My point is that it's hard enough to keep up with the current lineup of devices across manufacturers, who typically release new products on a 12 month cycle. A popular strategy for handling this problem is to try to qualify your target audience such that you focus on the devices they are likely to be using. But given the trend of "bring your own device" (BYOD) and the march of progress, that strategy goes right out the window. Do we really know what our audience is using? The best analytics data from your current platform will only show you what they're using today, and based on what they used in the past, you can try to divine what they'll be using in the future.
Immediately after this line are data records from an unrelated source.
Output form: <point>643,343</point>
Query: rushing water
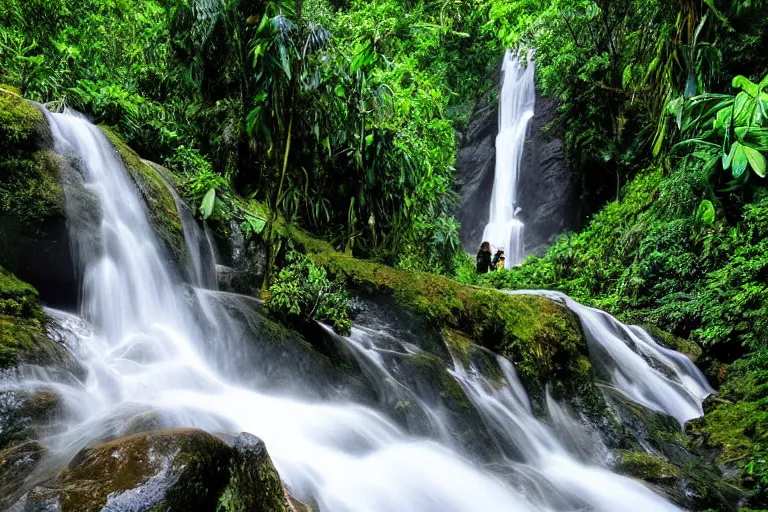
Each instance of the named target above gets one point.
<point>150,344</point>
<point>516,104</point>
<point>647,373</point>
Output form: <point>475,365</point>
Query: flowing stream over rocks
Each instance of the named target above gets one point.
<point>152,345</point>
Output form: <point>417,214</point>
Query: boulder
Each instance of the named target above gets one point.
<point>16,464</point>
<point>34,242</point>
<point>172,470</point>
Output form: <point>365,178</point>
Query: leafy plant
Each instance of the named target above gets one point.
<point>303,292</point>
<point>729,130</point>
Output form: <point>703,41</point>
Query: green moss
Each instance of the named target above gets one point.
<point>19,121</point>
<point>254,484</point>
<point>161,206</point>
<point>30,189</point>
<point>18,298</point>
<point>434,370</point>
<point>190,469</point>
<point>646,466</point>
<point>198,459</point>
<point>541,337</point>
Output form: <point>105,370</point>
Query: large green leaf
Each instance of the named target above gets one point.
<point>705,213</point>
<point>738,160</point>
<point>745,84</point>
<point>257,224</point>
<point>206,208</point>
<point>743,109</point>
<point>756,160</point>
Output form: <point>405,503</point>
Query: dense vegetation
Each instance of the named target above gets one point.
<point>341,115</point>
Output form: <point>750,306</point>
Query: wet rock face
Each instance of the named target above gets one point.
<point>547,190</point>
<point>475,166</point>
<point>172,470</point>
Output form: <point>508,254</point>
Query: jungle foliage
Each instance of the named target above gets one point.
<point>340,116</point>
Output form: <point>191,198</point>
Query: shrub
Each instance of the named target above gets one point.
<point>302,292</point>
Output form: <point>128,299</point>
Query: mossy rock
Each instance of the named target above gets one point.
<point>647,466</point>
<point>34,242</point>
<point>22,325</point>
<point>735,425</point>
<point>172,470</point>
<point>687,347</point>
<point>23,412</point>
<point>542,338</point>
<point>16,464</point>
<point>161,207</point>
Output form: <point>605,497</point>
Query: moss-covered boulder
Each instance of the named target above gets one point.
<point>22,325</point>
<point>735,426</point>
<point>34,242</point>
<point>161,206</point>
<point>172,470</point>
<point>543,338</point>
<point>16,464</point>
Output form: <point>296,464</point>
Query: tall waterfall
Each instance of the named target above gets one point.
<point>516,104</point>
<point>149,343</point>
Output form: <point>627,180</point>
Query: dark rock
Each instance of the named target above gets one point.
<point>475,171</point>
<point>547,190</point>
<point>16,464</point>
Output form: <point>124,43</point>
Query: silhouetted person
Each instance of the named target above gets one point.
<point>498,260</point>
<point>483,259</point>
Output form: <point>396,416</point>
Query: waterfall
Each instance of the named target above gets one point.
<point>150,344</point>
<point>647,373</point>
<point>516,104</point>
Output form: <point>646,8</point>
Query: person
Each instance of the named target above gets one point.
<point>498,260</point>
<point>483,259</point>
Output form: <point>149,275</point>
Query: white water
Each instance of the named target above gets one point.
<point>659,378</point>
<point>149,343</point>
<point>516,104</point>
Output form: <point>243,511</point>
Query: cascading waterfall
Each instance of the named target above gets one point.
<point>658,378</point>
<point>149,343</point>
<point>516,104</point>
But given that the industry evolves like a sprint in the dark, how realistic is it to make this prediction with any degree of accuracy?

Going back to Apple, remember how radically everything changed when the iPhone was introduced? It was a seismic shift in mobile computing. Even Google's newborn Android operating system had to be completely rethought and rewritten to keep it relevant given what Apple did to the industry at the time.
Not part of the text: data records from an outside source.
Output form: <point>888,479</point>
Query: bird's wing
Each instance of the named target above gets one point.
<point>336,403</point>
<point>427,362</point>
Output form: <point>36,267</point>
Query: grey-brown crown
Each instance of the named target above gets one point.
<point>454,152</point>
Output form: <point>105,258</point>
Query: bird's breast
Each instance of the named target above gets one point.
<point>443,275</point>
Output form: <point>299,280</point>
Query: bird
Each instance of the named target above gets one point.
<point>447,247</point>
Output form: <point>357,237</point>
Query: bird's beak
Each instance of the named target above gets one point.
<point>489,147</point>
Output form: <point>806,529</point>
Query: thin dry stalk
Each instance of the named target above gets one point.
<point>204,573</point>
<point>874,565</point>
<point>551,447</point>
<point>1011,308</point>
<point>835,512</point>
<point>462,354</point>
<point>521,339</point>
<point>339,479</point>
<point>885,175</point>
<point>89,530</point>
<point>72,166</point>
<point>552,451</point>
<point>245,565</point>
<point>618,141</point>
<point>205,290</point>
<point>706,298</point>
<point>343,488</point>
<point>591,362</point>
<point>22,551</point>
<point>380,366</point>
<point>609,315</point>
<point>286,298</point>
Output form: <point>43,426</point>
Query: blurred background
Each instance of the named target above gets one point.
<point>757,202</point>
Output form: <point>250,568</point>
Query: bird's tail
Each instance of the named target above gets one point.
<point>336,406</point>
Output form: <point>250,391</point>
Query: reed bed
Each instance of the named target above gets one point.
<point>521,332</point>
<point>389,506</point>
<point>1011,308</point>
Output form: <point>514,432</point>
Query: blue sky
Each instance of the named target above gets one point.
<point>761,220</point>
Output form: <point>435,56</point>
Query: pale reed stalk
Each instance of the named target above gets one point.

Responsive web apps are not scalable

When it comes to web layout we live in a world of mobile-first design, leveraging CSS media breakpoints with a more responsible strategy of progressive enhancement. The thought is essentially that if you can design a great mobile experience, with all the fluff removed to best use a tiny screen, you can incrementally add features and layout as the screen size gets bigger. The idea is sound, and is still the recommended practice in our industry.

But there are drawbacks. For example, in order to support the largest variety of device sizes and screen dimensions, you need to:

  1. use a large number of media query breakpoints to control the appearance of your web app at every meaningful set of screen dimensions and physical sizes, or...
  2. focus on a select few screen dimensions and sizes, to give 80% of the users the best experience, or...
  3. compromise on your layout so that it renders acceptably on as many devices as possible.
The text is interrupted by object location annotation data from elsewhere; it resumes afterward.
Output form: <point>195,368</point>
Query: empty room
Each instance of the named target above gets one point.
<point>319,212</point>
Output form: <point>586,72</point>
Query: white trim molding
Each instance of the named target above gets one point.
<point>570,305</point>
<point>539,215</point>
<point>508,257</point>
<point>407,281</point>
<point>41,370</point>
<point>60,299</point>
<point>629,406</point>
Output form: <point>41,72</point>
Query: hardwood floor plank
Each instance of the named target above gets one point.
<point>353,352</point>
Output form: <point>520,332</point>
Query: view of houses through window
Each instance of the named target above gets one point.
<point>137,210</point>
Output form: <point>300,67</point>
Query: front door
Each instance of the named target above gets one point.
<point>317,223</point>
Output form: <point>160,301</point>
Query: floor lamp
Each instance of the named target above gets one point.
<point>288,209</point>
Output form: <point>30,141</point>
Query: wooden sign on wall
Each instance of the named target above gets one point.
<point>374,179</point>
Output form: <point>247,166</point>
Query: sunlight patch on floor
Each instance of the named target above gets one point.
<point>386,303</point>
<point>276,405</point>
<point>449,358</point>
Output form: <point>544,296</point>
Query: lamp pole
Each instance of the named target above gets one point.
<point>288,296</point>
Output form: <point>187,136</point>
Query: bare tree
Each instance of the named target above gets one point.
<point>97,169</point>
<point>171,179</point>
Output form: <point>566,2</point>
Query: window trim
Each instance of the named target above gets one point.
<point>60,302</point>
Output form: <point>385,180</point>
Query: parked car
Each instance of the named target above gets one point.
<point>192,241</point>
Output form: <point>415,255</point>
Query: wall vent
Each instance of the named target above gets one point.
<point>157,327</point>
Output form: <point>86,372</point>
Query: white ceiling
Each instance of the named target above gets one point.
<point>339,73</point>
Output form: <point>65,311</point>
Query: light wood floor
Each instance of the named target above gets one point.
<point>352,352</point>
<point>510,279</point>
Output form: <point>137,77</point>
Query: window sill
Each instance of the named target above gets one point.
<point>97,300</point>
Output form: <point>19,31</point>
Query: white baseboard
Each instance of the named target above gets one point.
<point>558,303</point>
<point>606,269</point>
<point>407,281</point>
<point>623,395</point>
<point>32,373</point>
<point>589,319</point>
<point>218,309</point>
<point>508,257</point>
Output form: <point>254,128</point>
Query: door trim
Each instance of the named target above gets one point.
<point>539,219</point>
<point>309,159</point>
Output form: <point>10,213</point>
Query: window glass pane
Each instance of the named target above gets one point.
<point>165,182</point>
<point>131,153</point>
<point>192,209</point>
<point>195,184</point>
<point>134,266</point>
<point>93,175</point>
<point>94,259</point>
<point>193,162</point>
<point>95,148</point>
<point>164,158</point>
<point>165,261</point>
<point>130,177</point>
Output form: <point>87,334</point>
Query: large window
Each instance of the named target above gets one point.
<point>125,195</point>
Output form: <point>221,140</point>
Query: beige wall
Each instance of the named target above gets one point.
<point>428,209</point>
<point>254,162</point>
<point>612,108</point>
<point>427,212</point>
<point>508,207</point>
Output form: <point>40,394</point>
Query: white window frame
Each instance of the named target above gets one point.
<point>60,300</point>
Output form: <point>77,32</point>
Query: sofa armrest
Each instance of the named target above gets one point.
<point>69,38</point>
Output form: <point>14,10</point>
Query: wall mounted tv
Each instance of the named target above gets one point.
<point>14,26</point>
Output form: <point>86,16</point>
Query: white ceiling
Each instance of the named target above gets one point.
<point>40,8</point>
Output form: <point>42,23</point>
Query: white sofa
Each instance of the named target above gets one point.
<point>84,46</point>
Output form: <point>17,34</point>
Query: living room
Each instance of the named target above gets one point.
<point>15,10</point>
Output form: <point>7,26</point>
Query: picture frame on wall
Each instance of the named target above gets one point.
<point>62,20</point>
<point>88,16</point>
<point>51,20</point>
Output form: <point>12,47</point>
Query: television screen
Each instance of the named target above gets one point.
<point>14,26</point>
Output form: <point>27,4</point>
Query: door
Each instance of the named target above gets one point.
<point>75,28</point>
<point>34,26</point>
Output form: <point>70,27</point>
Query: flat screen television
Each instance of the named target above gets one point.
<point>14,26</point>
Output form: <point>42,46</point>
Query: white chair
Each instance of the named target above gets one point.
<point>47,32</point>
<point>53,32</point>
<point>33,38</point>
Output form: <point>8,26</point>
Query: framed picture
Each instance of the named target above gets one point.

When you visit most websites today you'll see one or more of these strategies in practice. Here's an example from a national pet supply retailer.

On the left: You can see that on an iPhone SE the text column is very narrow and wrapping poorly. The call-to-action (CTA) button overlaps the carousel navigational nodes (the circles that show which frame you're viewing), and the carousel arrow buttons are also being overlapped by content.

On the right: On an iPhone 8 Plus the text is more readable, but the carousel arrows touch the screen edges. It's clear that the layout concession was to put each text item on a line by itself, and only support large phones because changing the carousel layout for smaller phones was either an oversight or deemed not to be worthwhile.

Many websites are even worse. But I thought this might be a good one to use given that national retailers put a premium on Internet sales and this syndrome even affects them. Keep in mind that this is only an example of two phone sizes. And this example is just one frame of a carousel at the top of the home page. You'd likely be reading for a month if we did a breakdown of the entire website. And that's just this one website.

What if the experience were truly scalable?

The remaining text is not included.